37-letni Mateusz M., kierowca ciężarówki, który spowodował karambol na S7, usłyszał zarzuty. Są nowe informacje ws. tragicznego zdarzenia.
W karambolu, do którego doszło na S7 zginęły cztery osoby, natomiast kolejnych 12 trafiło do szpitala z obrażeniami. Wśród ofiar byli m.in. młodzi kibice Lechii Gdańsk, którzy wracali z domowego meczu swojej drużyny przeciwko Legii Warszawa.
– Podczas powrotu do domu z meczu Lechia Gdańsk – Legia Warszawa zginęło dwóch chłopców, uczniów Szkoły Podstawowej w Straszynie. Rodzinie i najbliższym ofiar składamy najszczersze kondolencje. Do zobaczenia w Sektorze Niebo – napisano na profilu Lechia Gdańsk – FC Straszyn na Facebooku.

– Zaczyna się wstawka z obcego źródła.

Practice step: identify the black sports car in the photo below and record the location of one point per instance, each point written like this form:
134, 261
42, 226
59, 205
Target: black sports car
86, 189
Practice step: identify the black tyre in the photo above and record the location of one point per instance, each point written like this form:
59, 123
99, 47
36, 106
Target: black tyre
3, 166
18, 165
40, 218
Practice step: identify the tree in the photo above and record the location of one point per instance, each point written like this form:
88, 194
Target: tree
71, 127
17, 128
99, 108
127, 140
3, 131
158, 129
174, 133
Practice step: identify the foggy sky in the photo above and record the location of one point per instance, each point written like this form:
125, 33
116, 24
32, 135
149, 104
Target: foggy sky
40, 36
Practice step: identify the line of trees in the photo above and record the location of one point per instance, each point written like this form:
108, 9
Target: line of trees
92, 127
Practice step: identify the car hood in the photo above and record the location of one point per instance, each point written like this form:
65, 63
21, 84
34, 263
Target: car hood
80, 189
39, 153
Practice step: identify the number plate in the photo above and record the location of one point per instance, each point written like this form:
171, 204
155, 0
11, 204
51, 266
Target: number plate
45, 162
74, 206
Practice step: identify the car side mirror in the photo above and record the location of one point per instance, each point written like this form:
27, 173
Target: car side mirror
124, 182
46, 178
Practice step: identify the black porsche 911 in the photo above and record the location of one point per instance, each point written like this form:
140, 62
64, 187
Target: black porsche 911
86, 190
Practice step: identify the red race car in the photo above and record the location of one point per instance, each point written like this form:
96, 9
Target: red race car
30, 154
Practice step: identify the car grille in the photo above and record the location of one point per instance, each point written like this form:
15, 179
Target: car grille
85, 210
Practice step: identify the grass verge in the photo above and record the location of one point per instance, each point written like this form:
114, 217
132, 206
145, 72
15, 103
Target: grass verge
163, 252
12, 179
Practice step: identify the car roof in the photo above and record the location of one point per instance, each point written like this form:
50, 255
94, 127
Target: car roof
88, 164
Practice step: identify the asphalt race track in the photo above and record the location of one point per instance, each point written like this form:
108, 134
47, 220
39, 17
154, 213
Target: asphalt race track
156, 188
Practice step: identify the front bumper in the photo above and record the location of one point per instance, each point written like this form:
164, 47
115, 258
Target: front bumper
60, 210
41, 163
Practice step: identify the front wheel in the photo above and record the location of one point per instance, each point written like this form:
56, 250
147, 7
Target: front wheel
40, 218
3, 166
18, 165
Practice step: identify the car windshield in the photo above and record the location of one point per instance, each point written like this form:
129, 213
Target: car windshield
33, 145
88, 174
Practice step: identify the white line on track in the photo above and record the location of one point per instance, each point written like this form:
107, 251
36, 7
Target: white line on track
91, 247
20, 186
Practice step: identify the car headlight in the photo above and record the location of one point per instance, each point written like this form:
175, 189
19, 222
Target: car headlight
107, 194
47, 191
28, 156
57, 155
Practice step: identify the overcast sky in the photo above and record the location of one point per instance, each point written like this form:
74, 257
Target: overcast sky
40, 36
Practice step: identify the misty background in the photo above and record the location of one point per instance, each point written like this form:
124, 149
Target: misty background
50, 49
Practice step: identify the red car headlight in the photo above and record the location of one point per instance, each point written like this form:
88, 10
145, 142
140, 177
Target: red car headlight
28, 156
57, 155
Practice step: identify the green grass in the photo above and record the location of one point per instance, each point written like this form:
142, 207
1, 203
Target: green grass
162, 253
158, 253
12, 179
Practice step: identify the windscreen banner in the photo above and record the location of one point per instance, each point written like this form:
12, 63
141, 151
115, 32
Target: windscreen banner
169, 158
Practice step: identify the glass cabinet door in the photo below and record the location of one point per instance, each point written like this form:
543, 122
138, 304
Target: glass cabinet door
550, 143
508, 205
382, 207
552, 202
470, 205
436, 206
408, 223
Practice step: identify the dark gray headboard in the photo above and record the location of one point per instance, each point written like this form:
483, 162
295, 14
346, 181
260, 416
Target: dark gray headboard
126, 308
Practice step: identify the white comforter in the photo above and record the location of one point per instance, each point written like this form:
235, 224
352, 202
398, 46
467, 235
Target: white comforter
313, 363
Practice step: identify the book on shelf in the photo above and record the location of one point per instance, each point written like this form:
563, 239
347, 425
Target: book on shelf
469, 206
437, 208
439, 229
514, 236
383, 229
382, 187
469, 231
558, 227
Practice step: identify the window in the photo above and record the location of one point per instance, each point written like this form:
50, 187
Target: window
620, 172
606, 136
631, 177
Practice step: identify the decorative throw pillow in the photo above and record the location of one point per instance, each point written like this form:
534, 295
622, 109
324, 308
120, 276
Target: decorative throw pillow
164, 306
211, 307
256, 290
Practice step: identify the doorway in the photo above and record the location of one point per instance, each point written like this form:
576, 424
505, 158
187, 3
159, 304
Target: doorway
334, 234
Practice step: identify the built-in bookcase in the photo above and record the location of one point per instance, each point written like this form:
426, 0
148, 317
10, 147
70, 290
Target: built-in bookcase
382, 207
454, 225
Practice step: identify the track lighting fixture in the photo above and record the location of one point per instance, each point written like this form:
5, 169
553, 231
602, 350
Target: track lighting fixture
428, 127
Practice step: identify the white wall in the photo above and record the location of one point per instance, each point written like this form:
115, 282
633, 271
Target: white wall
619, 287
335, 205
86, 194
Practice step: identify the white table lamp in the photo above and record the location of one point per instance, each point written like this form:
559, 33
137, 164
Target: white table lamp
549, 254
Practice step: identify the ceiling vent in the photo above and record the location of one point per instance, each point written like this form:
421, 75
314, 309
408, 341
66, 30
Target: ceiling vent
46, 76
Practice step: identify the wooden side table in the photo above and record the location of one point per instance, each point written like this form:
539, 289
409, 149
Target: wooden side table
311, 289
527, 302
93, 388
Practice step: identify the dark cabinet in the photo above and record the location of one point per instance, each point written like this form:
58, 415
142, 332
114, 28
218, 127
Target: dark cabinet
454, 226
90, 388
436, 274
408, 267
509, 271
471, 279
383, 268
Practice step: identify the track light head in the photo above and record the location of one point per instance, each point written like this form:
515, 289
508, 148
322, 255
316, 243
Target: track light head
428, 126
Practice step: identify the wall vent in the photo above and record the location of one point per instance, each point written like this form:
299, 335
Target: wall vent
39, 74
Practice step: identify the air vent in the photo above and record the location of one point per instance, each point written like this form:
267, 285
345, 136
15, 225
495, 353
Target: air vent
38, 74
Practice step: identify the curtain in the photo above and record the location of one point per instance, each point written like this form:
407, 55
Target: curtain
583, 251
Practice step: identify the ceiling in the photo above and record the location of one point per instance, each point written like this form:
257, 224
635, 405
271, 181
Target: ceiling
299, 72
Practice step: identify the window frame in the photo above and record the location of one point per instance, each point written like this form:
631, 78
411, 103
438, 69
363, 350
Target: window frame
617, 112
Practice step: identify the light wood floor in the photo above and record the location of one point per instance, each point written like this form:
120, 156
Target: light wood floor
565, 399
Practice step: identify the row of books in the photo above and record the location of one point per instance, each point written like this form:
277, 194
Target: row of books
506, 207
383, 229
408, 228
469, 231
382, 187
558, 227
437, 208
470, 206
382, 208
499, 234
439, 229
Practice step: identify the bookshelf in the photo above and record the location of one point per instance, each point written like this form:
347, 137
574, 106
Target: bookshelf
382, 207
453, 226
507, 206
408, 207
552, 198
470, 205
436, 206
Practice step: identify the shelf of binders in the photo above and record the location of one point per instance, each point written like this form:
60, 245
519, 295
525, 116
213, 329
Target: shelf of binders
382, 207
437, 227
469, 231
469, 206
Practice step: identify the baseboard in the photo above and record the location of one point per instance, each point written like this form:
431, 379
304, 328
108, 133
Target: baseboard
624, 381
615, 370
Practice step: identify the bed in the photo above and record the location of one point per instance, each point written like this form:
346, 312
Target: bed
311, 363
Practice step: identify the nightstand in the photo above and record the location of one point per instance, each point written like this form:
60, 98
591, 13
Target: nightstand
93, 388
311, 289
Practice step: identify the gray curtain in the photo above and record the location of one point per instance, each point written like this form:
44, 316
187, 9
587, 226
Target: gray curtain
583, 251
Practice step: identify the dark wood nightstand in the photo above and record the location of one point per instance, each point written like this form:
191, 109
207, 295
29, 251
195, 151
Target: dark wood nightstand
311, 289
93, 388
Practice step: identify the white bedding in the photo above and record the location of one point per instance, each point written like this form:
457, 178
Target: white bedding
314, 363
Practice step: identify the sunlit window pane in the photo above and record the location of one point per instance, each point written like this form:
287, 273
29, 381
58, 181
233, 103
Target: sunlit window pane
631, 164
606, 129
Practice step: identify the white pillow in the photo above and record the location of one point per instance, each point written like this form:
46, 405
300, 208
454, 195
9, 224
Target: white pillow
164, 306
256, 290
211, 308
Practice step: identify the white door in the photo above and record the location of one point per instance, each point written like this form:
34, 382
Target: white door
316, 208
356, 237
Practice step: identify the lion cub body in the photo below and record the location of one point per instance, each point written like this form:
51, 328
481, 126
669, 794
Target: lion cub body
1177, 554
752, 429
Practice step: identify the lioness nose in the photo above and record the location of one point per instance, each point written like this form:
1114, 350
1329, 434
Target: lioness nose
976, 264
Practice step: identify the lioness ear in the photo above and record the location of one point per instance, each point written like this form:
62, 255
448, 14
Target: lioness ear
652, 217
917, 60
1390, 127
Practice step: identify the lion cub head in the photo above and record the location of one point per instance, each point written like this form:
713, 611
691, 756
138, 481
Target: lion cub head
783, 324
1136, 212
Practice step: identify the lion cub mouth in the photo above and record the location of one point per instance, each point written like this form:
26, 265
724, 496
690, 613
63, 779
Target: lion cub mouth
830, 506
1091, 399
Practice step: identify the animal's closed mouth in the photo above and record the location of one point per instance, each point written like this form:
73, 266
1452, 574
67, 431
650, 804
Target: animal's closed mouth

Do wypadku doprowadził 37-letni mężczyzna, który kierował ciężarowym pojazdem. Mężczyzna rozpędzony wjechał w inne auta. Jak się później okazało – nie hamował. Dlaczego? Policjant powiedział, że po prostu się zagapił.
Teraz kierowca usłyszał zarzuty. Prok. Marcin Kurzępa z Prokuratury Rejonowej w Pruszczu Gdańskim, 37-letni Mateusz M. usłyszał zarzut popełniania katastrofy w ruchu lądowym. Wiadomo także, iż został złożony wniosek o tymczasowe aresztowanie mężczyzny.